The resolution calls for the identification of a safer long-term storage site located away from populated areas and urges the swift relocation of all nuclear waste from San Onofre to safer interim storage.

San Onofre Nuclear Generating Station
San Onofre Nuclear Generating Station. File photo

It also advocates for federal legislation that would increase local agencies and the state’s ability to participate in and/or fund the decommissioning of nuclear power plants.

A proposed site at Yucca Mountain in Nevada has been discussed over the past several years but has consistently been met with resistance from residents of the state.

“The nuclear waste… is a threat to agriculture, to food production, to our fish, to our very way of life,” Gaasterland said during the meeting. “The point of this is to keep up the pressure… these resolutions to reaffirm give empowerment and visibility to the private citizen groups and nonprofit groups that are pushing to keep this on the forefront.”

The council also approved a resolution opposing the construction of devices that could impede the natural flow of beach sand.

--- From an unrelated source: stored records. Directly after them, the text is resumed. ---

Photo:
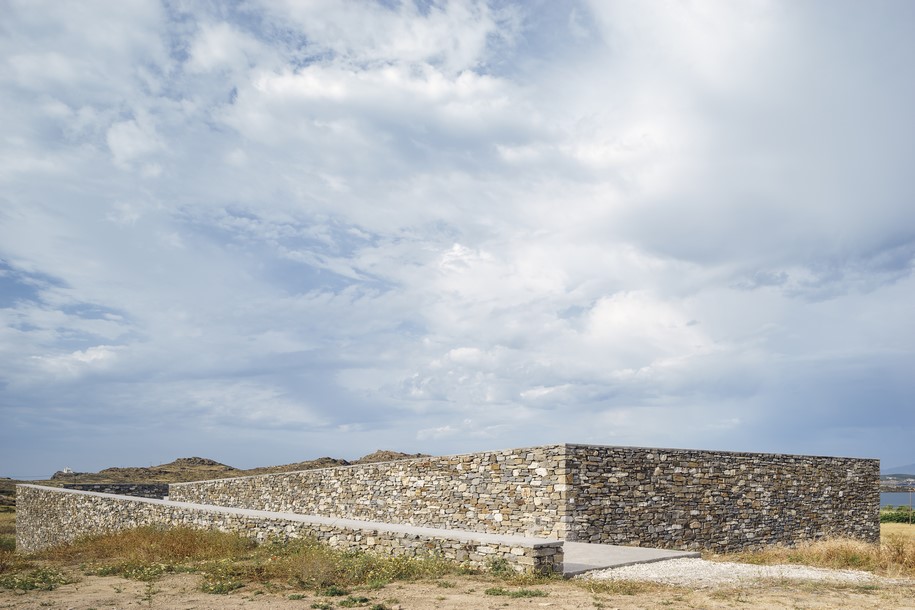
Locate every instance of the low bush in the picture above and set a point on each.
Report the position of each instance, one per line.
(894, 555)
(900, 514)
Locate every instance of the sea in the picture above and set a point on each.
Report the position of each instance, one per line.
(896, 498)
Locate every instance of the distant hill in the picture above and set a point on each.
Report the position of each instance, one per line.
(183, 470)
(907, 469)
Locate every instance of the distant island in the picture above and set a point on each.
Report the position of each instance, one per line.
(184, 470)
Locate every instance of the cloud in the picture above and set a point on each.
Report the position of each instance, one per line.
(450, 226)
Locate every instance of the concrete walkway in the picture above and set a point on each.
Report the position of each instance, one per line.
(581, 557)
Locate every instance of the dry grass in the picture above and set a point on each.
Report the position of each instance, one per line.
(894, 556)
(149, 544)
(897, 529)
(225, 561)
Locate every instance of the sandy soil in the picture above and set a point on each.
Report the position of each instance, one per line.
(181, 592)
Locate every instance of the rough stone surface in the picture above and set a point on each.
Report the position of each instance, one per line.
(722, 501)
(506, 492)
(47, 516)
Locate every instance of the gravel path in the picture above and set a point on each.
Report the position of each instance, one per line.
(702, 573)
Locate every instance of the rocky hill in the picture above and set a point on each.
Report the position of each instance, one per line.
(189, 469)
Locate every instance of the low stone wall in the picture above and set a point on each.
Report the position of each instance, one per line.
(47, 516)
(506, 492)
(140, 490)
(722, 501)
(669, 498)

The resolution, brought forward by Worden and Gaasterland, examines the construction of groins and other similar structures (designed to maintain beaches or limit sediment flow) that could significantly reduce the natural sediment transport southward and alter the character of Del Mar’s shoreline.

Groins are narrow structures built out into the water from a beach in order to trap and accumulate sand that would otherwise drift along the beach,

In August 2021, the Oceanside City Council unanimously approved initiating a pilot program to install five 600-foot-long groins, 1,000 feet apart, extending into the ocean at right angles from the rock revetments that border the ocean.

However, according to the staff report, the groins have been shown to interfere with the natural flow of sand down the coast specifically the sand transported south by large North Pacific swells during the fall and winter months.

The Del Mar City Council voted 4-1 to pass the resolution, effectively opposing Oceanside’s groin project. The city joins Carlsbad and Solana Beach in opposing the project.

“This is something that would be counter-productive,” said Gaasterland. “It would retain sand, but at a cost.”

Councilmember Dan Quirk was the sole “no” vote to the resolution.